Thursday, July 9, 2015

The all-important human

1417: 

Humans are the most important (read dangerous) beings on Earth.  We have dominion over all other beings, which is how we get away with doing what we like with animals.  It means we can put them in cages, mutilate them and control every facet of their life and death.  It’s to our advantage to be in control to that extent.

In this highly competitive animal-food market, it makes economic sense to keep animals in slum conditions, and to kill them with speed and efficiency, without considering their feelings.
         
How do we justify it?  By thinking that “animals lack self awareness and therefore can’t foresee their coming execution, so they don’t suffer until the very moment of death”.  And anyway, who is to stop what we do to them?  The public is largely unaware and unwilling to know more.  We, the public, never get to see them dying and so we don’t experience their reactions.  Which in turn means that we aren’t haunted by having seen what happens to them, leaving the way clear for us to enjoy eating them.  For those on the front line there’s another factor, making it easier to keep them and kill them - they know that they can get away with it since it’s all legal.  The Law can’t touch them, and since animals can’t fight back, there will be no repercussions.
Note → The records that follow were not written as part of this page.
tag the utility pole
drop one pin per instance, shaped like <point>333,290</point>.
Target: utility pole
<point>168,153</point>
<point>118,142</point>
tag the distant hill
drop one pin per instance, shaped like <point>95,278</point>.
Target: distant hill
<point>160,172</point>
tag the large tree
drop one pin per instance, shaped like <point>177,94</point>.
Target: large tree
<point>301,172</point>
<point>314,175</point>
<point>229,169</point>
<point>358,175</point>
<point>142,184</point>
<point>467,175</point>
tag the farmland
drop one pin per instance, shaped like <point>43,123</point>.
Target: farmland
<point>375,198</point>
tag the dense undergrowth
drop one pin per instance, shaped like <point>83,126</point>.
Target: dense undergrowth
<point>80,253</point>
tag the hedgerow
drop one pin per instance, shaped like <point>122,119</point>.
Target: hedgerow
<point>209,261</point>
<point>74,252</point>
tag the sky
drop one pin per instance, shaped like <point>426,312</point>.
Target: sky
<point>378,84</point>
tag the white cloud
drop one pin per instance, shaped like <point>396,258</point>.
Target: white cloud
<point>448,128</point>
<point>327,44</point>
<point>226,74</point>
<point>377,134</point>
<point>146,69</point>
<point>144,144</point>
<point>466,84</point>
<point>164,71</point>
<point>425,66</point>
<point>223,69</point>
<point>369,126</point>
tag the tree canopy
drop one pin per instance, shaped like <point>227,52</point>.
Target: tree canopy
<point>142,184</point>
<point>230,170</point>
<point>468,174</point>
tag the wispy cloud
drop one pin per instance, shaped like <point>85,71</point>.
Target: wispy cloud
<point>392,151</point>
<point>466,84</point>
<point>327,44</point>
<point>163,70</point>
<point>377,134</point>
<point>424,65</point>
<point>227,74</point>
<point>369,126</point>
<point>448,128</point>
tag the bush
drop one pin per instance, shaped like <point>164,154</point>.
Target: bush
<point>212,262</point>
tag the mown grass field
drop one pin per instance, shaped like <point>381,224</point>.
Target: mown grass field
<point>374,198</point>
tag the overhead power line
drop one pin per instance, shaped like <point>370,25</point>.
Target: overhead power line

On a smaller scale, we’ve all experienced a similar detachment and de-sensitisation, when we drown ants in the kitchen sink or crush a cockroach under foot.  We aren’t in danger of being troubled by doing this, because we don’t really experience them dying; they show no signs of suffering because they’re so small and, because of their size, they make no audible noise.  And it’s upon that same sort of principle that slaughterhouses work.  This is the main function of the closed doors of abattoirs; when there are killings of larger and more vocal animals, no one can see, no one can hear, and therefore no one can speak about what they haven’t witnessed.
         
By not having to think about the irritating ‘pest’, it is destroyed without our feeling the slightest qualm, apart from the mess that the squashed or poisoned body might make on the floor.  Similarly, with the killing of any food animal, for example, the no-longer-economically-viable dairy cow, where her execution is not seen. We are kept separate from it, and this helps us to disengage our imagination and neutralise our empathy. In the case of the dairy cow, we see her milk as a benign product of a benign dairy industry. We remain aloof from it all.

The same aloof feelings are evident when we separate from fellow humans, in order to treat them in a way that better benefits us.  Racism helps us to separate from our coloured neighbours.  By regarding them as ‘pests’ we more easily establish our superiority over them.  They become more pliable and easier for us to ‘employ’ on our terms.  We don’t have to be too obvious about it either, because they’ve probably experienced racism before in their lives - so all we have to do is not get too friendly with them.  By showing that we’re not interested in them as individuals, we maintain an advantage over them.
         
Whether it’s animals or humans, by making them feel inferior or frightened of us, they can be handled more easily and made more useful.  The first rule of racism is to never treat our inferiors as our social equals. The first rule of speciesism is never to think of animals as anything other than our inferiors.
         

Vegans, who refuse to enjoy taking advantage of exploited animals, act more sensitively than most.  It’s likely their attitude to exploited animals is transferable, so they’d have a similar attitude when they see a forest as a thing of beauty, rather than a collection of log-able trees.  With people of other cultures or with trees or animals or with children, it comes down to marvelling at their innocence and beauty, without entertaining thoughts of intending them any harm.